Je décidai de ne pas perdre de temps à démonter et me précipitai immédiatement dans la cuisine pour préparer à manger. À ce moment-là, Roma ne pouvait plus supporter cela, attrapa sa fille, se mit à trembler et à crier: «Qu’est-ce que tu cries, salope, comment tu m’as eu! Voulez-vous jamais vous taire ou pas? »Et jeta ensuite le bébé sur le canapé. J’ai volé sur des jambes de coton à ma fille et suis tombé ensuite. Le choc m’a tellement paralysé que je ne pouvais même pas me lever. Je ne pouvais que crier déchirant: «Ne venez pas!

À ce moment-là, mon mari a brusquement changé de visage, s’est assis à côté de lui, a commencé à me caresser la tête et à dire affectueusement que rien ne s’était passé et que tout cela me semblait tout simplement parce qu’il ne pouvait pas nuire à son enfant. Il a déclaré que je souffrais de dépression post-partum. Nous devons donc consulter un psychologue et traiter ces visions inexplicables.

À un moment donné, j’ai commencé à penser que la Roma avait raison: je suis vraiment folle, je perds la tête et toutes ces horreurs me semblent tout simplement. Je ne suis revenu à la réalité que lorsqu’il m’a levé la main avec sa mère. Elle a confirmé que cela s’était passé, mais ne lui a même pas fait de remarque. Selon elle, il n’y a rien de tel dans l’incident, car je me trouve impoli.

A ce moment-là, j’ai réalisé que je n’étais pas folle: et s’il me bat avec des témoins, alors ça ne fera qu’empirer.

« Le mari a commencé à murmurer qu’il prendrait sa fille »

Plusieurs fois après des scandales violents, nous nous sommes séparés puis nous nous sommes réunis à nouveau. Pendant la période de séparation, il est devenu idéal et il était difficile de résister. J’ai réalisé que c’était mauvais avec lui, mais sans lui, ce serait pire: je me briserais les bras et les jambes pour pouvoir courir pieds nus dans la neige, si seulement Roma me pardonnait.

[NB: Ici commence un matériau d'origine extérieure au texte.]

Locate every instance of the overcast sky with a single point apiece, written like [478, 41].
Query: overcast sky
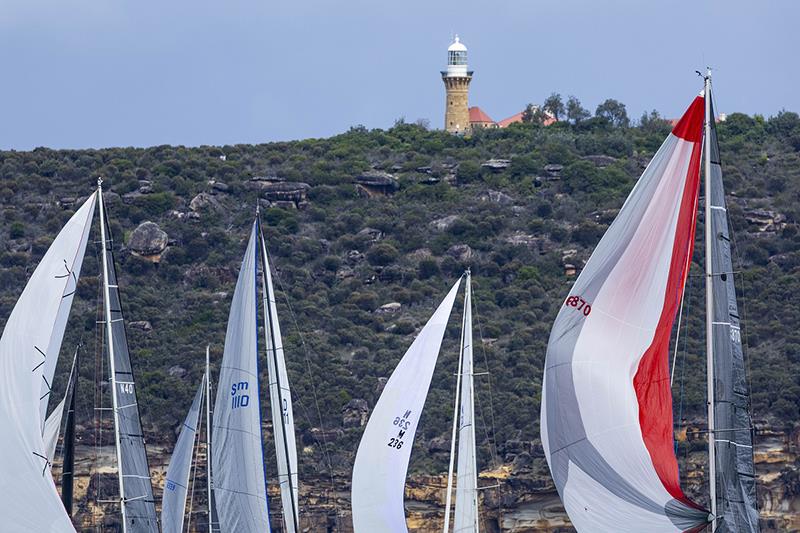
[97, 73]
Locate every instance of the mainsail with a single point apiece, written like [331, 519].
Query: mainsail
[136, 491]
[280, 402]
[736, 486]
[379, 472]
[176, 486]
[606, 419]
[29, 499]
[236, 453]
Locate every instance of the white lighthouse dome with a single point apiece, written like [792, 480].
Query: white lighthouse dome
[457, 58]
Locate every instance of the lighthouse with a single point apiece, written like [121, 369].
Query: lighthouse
[456, 83]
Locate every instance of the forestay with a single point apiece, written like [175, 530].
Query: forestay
[28, 497]
[466, 513]
[606, 418]
[381, 463]
[736, 484]
[136, 490]
[176, 486]
[280, 398]
[237, 455]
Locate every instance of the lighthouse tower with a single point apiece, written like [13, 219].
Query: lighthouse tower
[456, 82]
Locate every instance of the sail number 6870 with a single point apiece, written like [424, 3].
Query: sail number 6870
[580, 304]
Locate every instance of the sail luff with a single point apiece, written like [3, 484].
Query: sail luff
[712, 477]
[733, 451]
[454, 436]
[237, 453]
[176, 485]
[379, 472]
[136, 490]
[466, 513]
[280, 401]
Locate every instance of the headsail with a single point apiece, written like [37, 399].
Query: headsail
[176, 486]
[136, 491]
[280, 402]
[236, 453]
[29, 501]
[466, 514]
[736, 485]
[379, 472]
[606, 419]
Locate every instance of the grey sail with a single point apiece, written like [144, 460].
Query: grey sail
[237, 458]
[136, 491]
[173, 503]
[736, 484]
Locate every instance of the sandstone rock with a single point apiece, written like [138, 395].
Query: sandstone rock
[148, 240]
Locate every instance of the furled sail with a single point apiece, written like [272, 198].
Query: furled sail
[176, 486]
[280, 402]
[379, 472]
[606, 419]
[736, 484]
[136, 489]
[236, 452]
[28, 497]
[466, 513]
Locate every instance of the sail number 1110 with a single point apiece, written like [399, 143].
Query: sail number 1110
[580, 304]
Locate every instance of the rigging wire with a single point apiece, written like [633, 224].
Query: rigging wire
[324, 443]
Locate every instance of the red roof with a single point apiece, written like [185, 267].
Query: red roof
[477, 115]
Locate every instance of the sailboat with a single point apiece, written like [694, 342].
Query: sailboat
[239, 480]
[606, 414]
[381, 464]
[29, 349]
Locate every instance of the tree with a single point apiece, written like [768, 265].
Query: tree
[576, 113]
[554, 105]
[613, 111]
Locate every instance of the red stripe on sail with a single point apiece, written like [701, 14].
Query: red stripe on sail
[651, 381]
[690, 126]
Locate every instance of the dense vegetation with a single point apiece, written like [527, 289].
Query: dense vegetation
[522, 225]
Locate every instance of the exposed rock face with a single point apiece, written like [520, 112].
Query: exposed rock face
[377, 183]
[149, 241]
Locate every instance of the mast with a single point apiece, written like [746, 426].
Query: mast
[110, 344]
[272, 346]
[712, 467]
[67, 470]
[208, 441]
[449, 493]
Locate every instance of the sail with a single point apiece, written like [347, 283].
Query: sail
[136, 489]
[280, 403]
[28, 497]
[173, 503]
[379, 472]
[236, 452]
[736, 484]
[52, 425]
[466, 513]
[606, 415]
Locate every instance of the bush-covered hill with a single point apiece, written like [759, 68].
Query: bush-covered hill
[360, 240]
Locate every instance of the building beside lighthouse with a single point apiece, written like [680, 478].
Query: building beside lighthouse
[459, 117]
[456, 83]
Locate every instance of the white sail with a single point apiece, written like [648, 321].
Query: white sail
[466, 513]
[236, 453]
[382, 459]
[28, 497]
[176, 486]
[281, 403]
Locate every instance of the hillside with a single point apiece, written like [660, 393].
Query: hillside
[369, 218]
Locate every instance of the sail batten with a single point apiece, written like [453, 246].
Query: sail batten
[606, 418]
[381, 463]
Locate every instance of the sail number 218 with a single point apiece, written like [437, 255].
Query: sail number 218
[580, 304]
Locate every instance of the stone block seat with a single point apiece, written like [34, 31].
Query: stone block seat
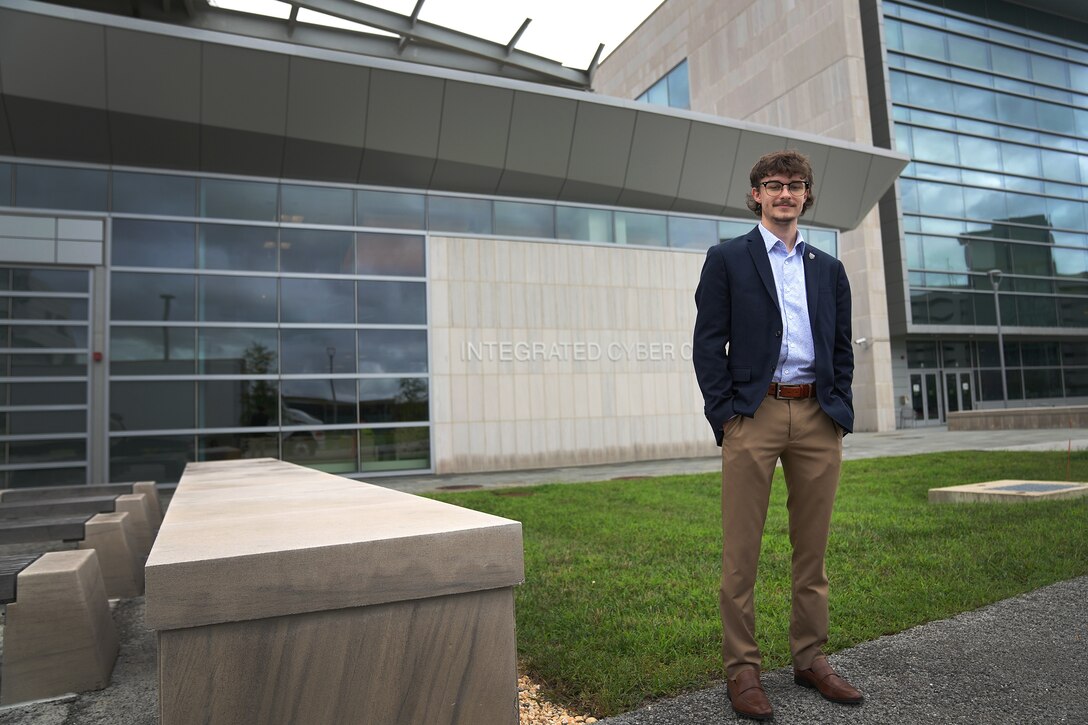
[59, 636]
[47, 492]
[284, 594]
[113, 536]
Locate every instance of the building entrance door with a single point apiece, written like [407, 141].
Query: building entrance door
[925, 398]
[959, 392]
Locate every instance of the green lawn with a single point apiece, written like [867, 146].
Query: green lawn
[620, 598]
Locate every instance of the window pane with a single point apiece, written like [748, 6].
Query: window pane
[316, 205]
[132, 407]
[44, 280]
[393, 400]
[318, 351]
[392, 303]
[518, 219]
[140, 296]
[151, 351]
[688, 233]
[317, 252]
[238, 351]
[237, 298]
[395, 255]
[57, 187]
[391, 209]
[42, 308]
[446, 213]
[230, 247]
[237, 403]
[318, 402]
[221, 198]
[155, 194]
[159, 458]
[395, 449]
[25, 393]
[317, 300]
[392, 351]
[633, 228]
[138, 243]
[583, 224]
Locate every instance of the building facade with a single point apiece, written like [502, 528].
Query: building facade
[223, 236]
[988, 98]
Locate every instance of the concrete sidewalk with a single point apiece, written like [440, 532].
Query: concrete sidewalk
[1018, 661]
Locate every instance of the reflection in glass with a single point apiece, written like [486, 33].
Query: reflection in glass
[331, 451]
[392, 303]
[634, 228]
[448, 213]
[316, 205]
[237, 403]
[393, 255]
[238, 351]
[243, 248]
[51, 393]
[392, 209]
[35, 452]
[317, 252]
[36, 422]
[153, 194]
[159, 458]
[146, 296]
[392, 351]
[521, 219]
[394, 449]
[42, 365]
[151, 351]
[318, 402]
[318, 351]
[44, 308]
[238, 298]
[583, 224]
[57, 187]
[221, 198]
[140, 243]
[150, 405]
[393, 400]
[317, 300]
[44, 280]
[229, 446]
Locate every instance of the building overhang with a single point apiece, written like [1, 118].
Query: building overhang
[84, 86]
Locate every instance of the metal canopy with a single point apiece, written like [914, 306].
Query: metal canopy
[103, 88]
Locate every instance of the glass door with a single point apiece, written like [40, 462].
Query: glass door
[45, 336]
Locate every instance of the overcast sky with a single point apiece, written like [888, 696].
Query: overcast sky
[567, 31]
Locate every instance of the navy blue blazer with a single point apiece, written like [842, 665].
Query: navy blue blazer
[738, 306]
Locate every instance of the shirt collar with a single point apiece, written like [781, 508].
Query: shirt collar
[769, 240]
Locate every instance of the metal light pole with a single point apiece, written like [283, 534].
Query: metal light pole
[994, 275]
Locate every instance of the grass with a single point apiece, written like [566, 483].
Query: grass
[620, 598]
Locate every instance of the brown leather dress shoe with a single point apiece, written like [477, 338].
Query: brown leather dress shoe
[746, 696]
[823, 678]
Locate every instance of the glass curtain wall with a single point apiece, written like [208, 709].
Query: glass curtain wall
[996, 122]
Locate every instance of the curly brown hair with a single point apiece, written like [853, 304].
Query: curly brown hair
[790, 163]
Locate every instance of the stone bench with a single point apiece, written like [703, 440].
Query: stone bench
[46, 492]
[112, 536]
[58, 635]
[283, 594]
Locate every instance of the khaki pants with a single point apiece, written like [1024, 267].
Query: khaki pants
[810, 445]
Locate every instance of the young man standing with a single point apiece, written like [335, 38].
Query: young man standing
[774, 359]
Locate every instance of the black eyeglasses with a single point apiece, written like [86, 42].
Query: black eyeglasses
[796, 188]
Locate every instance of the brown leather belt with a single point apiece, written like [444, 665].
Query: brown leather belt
[791, 392]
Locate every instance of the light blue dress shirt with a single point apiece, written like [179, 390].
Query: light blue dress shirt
[798, 355]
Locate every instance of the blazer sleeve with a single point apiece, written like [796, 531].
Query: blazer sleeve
[713, 330]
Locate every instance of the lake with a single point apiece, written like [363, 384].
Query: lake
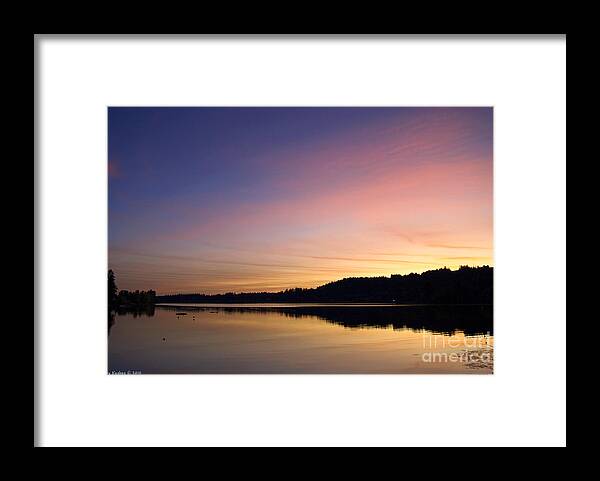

La dernière fois que nous nous sommes rencontrés, je ne pouvais pas le supporter et disais directement que rien n’avait changé dans nos relations. Cela a énervé mon mari: il m’a jeté à terre avec les enfants et a commencé à m’étouffer. Je pensais que mon heure était déjà venue, mais au dernier moment, il revint à lui.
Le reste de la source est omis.